Summary: | 碩士 === 國立暨南國際大學 === 資訊工程學系 === 101 === The phrase translation table is the core model component of the state-of-the-art phrase-based statistical machine translation (SMT) systems. Most phrases are induced from word alignment results by using some heuristics to find phrase pairs that are “consistent” with the word alignment results. The phrase translation table is thus affected by the word alignment accuracy as well as the heuristics to find consistent phrase pairs. Without an objective optimization criterion for phrase segmentation, however, a large number of consistent yet noisy phrase pairs may be generated. Furthermore, the phrases are essentially defined in terms of two languages. Such phrases might not respect the individual languages very well. Some specific phrase pairs and phrases might then be induced.
Such a huge and noisy phrase translation table is likely to introduce estimation errors when estimating the phrase translation probability as well as searching (decoding) errors during the training and decoding phases. The large search space might also degrade the speed of the decoding process. To improve the performance of the current phrase-based SMT, it is thus necessary to optimize the phrase segmentation as well as phrase alignment models by jointly considering the results of word alignment and a non-heuristic model for phrase segmentation. By doing this, it might significantly improve the quality and speed of the decoding process and thus the translation fluency.

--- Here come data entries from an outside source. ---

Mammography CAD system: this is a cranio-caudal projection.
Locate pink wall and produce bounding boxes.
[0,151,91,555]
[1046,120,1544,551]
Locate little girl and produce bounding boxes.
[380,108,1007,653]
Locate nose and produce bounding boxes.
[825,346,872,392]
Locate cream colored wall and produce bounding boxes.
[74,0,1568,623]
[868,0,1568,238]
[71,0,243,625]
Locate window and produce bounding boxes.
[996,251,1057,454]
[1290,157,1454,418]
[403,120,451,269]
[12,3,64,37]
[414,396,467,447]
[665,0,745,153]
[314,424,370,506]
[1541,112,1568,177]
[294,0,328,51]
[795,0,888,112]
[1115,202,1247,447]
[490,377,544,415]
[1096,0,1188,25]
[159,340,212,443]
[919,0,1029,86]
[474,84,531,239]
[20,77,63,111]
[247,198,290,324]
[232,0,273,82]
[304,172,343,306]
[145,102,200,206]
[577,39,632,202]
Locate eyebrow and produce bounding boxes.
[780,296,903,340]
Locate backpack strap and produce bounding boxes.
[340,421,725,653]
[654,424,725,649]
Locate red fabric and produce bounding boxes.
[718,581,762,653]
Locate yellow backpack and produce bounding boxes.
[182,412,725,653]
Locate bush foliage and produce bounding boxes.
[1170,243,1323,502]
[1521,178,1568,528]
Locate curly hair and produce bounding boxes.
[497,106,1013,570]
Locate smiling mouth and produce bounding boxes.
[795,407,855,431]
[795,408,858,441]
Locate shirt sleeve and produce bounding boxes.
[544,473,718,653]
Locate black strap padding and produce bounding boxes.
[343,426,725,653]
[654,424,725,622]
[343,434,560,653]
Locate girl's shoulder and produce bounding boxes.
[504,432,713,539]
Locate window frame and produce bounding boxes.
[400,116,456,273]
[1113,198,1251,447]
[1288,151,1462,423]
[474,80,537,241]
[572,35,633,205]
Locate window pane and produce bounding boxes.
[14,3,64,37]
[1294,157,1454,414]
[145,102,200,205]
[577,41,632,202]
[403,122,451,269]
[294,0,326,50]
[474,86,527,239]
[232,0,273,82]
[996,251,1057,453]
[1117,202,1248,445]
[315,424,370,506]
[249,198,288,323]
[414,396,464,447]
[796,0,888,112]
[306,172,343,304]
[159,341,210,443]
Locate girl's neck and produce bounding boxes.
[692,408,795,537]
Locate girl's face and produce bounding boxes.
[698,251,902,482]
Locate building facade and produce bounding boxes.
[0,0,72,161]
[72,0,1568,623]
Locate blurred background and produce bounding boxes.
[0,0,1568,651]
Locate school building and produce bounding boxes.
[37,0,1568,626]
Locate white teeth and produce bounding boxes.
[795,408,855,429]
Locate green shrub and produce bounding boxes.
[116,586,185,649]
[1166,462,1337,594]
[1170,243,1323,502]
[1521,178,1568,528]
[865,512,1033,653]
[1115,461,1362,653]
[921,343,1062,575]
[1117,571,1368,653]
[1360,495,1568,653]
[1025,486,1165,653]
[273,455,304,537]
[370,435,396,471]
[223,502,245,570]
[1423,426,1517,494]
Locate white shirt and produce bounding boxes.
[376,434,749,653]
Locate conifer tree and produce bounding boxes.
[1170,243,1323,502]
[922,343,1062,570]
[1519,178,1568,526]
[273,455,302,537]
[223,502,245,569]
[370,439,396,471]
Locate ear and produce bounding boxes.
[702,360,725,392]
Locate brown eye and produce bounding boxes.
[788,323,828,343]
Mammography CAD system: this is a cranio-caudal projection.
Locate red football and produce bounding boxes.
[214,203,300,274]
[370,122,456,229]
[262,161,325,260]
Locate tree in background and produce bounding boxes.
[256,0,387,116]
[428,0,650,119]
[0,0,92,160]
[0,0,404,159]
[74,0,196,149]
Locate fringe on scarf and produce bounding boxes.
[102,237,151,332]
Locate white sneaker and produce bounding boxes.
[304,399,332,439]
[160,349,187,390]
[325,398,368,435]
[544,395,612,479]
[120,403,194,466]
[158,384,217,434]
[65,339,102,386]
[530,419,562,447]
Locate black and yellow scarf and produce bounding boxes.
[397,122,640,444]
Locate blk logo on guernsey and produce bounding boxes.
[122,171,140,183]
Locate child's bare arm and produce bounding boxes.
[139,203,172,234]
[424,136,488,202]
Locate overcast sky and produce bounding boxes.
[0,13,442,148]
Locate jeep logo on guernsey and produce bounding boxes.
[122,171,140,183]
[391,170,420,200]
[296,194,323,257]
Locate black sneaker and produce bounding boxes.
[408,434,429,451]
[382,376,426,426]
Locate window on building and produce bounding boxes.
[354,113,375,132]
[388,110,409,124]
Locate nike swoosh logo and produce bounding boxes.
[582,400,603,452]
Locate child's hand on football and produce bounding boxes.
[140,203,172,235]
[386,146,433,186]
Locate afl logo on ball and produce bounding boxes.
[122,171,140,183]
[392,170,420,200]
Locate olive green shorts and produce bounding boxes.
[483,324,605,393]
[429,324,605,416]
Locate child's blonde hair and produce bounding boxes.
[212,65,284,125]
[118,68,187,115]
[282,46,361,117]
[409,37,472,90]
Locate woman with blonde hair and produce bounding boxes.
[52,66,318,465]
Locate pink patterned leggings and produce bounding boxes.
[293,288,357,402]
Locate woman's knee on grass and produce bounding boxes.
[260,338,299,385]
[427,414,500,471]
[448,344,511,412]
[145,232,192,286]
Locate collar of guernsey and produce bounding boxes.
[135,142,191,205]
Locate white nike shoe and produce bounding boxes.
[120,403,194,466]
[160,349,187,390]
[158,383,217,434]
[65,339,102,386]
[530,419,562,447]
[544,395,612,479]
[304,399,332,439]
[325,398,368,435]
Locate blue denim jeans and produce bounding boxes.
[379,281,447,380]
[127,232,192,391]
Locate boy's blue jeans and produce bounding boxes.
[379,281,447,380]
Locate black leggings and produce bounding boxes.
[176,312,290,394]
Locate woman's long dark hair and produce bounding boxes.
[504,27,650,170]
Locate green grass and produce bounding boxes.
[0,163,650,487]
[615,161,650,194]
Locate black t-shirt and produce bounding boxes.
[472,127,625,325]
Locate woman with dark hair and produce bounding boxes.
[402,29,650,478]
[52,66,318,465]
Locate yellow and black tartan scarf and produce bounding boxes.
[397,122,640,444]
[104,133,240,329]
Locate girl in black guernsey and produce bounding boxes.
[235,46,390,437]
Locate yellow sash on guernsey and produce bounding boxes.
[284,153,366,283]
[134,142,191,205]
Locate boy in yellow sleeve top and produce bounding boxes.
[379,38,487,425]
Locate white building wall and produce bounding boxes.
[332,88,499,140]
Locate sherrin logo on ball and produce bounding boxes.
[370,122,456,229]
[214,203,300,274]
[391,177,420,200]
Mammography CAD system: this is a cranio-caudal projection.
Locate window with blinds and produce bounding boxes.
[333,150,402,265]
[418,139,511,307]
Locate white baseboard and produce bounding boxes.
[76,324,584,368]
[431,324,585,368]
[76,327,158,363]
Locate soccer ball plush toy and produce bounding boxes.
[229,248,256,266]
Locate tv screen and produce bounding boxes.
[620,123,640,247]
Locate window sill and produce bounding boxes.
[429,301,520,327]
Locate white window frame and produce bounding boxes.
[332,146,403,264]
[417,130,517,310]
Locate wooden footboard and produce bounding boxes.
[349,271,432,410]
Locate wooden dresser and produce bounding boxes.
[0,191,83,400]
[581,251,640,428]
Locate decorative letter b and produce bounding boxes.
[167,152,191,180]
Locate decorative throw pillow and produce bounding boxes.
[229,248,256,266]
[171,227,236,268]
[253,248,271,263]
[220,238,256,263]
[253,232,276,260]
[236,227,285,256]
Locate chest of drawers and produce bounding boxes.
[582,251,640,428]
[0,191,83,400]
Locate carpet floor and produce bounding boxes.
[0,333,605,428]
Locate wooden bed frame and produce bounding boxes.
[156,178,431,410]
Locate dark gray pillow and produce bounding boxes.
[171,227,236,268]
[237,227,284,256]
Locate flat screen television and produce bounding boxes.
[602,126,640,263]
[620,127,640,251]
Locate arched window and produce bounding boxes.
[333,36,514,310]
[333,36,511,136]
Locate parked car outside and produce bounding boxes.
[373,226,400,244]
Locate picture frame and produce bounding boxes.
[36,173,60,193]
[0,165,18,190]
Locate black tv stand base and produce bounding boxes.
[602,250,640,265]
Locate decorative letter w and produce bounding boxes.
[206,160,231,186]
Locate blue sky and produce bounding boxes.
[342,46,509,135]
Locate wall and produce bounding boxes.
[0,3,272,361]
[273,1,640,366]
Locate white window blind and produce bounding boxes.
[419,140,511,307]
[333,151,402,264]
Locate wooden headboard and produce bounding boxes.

In particular, an EM algorithm is proposed to conduct phrase segmentation for the source and target language corpora, respectively, independent of each other. The phrase alignment algorithm is then applied to such well-segmented phrases, with good estimates for phrase translation probabilities, which are based on the word alignment statistics. Jointly using the word alignment and phrase segmentation results quantitatively, instead of heuristically, to produce a quality phrase translation table and their translation probability is thus possible.
|